Joanne (4 ans), est venue à La petite soucoupe accompagnée d’une intervenante de l’institution qu’elle fréquente. Sa maman est venue les rejoindre avec le frère de Joanne, un petit garçon de deux ans. Chacun cherchait à s’installer parmi les autres sur notre grand tapis de jeux. Un petit habitué de La petite soucoupe s’est approché de Joanne et l’a invitée à jouer… Joanne, avec ses yeux à moitié fermés et son regard du coin de l’œil jouait avec un ruban multicolore avec lequel elle dessinait dans l’espace des mouvements circulaires autour de son corps et entre les autres, le regard appuyé sur la « danse du ruban ». Joanne est montée sur un muret d’où elle pouvait étendre le ruban dans toute sa longueur, le voir « danser » et, en même temps, voir tout le monde autour d’elle. Tandis que Joanne faisait danser ce ruban parmi les enfants, sa maman qui se trouvait parmi les adultes a pu parler de ses inquiétudes par rapport à Joanne, mais aussi de celles son frère : « Serait-il, lui aussi, autiste ? – se demande-t-elle, en ajoutant  Mais lui, il aime jouer avec les autres. »

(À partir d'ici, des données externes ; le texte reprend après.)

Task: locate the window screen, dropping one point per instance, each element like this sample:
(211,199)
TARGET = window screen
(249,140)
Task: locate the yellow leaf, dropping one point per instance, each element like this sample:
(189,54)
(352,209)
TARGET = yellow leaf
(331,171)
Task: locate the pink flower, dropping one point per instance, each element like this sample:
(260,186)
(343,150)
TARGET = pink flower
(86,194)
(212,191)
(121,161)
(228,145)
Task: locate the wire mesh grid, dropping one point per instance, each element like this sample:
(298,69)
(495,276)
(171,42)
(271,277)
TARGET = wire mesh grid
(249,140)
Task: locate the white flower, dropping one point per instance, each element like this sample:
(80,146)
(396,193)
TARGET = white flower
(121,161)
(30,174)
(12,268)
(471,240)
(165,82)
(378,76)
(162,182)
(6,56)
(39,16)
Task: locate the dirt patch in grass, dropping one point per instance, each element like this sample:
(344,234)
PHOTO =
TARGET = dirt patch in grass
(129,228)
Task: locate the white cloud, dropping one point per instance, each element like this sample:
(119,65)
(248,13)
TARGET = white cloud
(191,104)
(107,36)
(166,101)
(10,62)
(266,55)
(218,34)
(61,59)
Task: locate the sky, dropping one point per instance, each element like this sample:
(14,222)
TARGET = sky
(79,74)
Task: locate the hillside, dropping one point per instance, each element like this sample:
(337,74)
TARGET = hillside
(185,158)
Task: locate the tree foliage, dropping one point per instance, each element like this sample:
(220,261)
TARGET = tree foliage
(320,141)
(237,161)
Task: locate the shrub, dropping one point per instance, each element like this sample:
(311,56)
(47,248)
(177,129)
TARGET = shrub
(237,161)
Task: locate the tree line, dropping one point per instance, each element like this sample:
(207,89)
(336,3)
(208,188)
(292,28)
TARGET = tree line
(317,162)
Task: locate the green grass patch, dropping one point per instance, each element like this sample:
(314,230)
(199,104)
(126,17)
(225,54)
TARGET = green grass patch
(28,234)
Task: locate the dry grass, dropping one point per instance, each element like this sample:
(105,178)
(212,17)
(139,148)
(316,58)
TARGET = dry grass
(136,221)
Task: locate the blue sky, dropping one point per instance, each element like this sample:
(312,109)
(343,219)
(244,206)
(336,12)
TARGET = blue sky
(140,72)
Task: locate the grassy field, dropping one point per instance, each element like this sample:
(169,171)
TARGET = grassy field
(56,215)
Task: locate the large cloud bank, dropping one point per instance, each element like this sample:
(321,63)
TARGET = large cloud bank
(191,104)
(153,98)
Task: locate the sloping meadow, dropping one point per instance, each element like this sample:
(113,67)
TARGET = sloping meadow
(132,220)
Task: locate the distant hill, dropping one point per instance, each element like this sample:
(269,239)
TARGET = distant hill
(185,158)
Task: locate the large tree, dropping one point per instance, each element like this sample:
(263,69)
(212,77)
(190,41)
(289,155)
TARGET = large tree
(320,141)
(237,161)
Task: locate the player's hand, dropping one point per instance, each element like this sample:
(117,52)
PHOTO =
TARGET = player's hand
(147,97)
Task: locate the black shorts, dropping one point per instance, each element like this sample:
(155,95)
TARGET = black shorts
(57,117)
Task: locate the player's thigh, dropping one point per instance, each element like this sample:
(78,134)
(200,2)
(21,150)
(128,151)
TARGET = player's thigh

Nous pouvons peut-être dire que la présence de l’intervenante et des autres enfants a été un premier support pour Joanne qui a trouvé assez vite une façon d’être parmi les autres et que dans le même temps, grâce au dispositif, le regard de sa mère a pu être accueilli ailleurs.

Un autre jour,

Ivan (5 ans), un garçon qui vient fréquemment à La petite soucoupe, est accueilli avec sa mère par Charlotte et moi. Sur le grand tapis de jeux, je choisis dans un grand bac, des figurines que je nomme : « Peppa-pig », « Belle », etc. Ivan accompagne ce jeu, répète les noms en lançant des mots épars. Ivan est bien occupé par ce jeu avec moi et il est alors possible pour sa mère de s’éloigner un peu pour converser avec Charlotte. Il voit sa maman s’éloigner, il la suit du regard jusqu’à sa disparition. Il me regarde et dit… « Daisy, la sœur »… « Sky, le chien rouge »… Ivan a continué de jouer… Pour la première fois, sans l’accroche du regard de sa mère.

Pourrions-nous avancer l’hypothèse que ce dont on fait l’expérience en ce moment à La petite soucoupe c’est, « comme la réalité augmentée de la séance analytique[2] ».

 

[1] La soucoupe est née en 2011 comme un espace de loisir et de répit pour enfants et jeunes autistes. Une offre aux parents qui ne trouvent pas de solutions pour les activités extrascolaires en milieu ordinaire. Actuellement, La soucoupe propose des activités adaptées qui ont été créés à partir de la rencontre entre les différentes situations amenées par les familles, la singularité de chaque enfant et le désir de l’équipe. https://soucoupe.be 

[2] Commentaire de Bogdan Kusnierek – extime de La soucoupe – au moment d’une réunion clinique.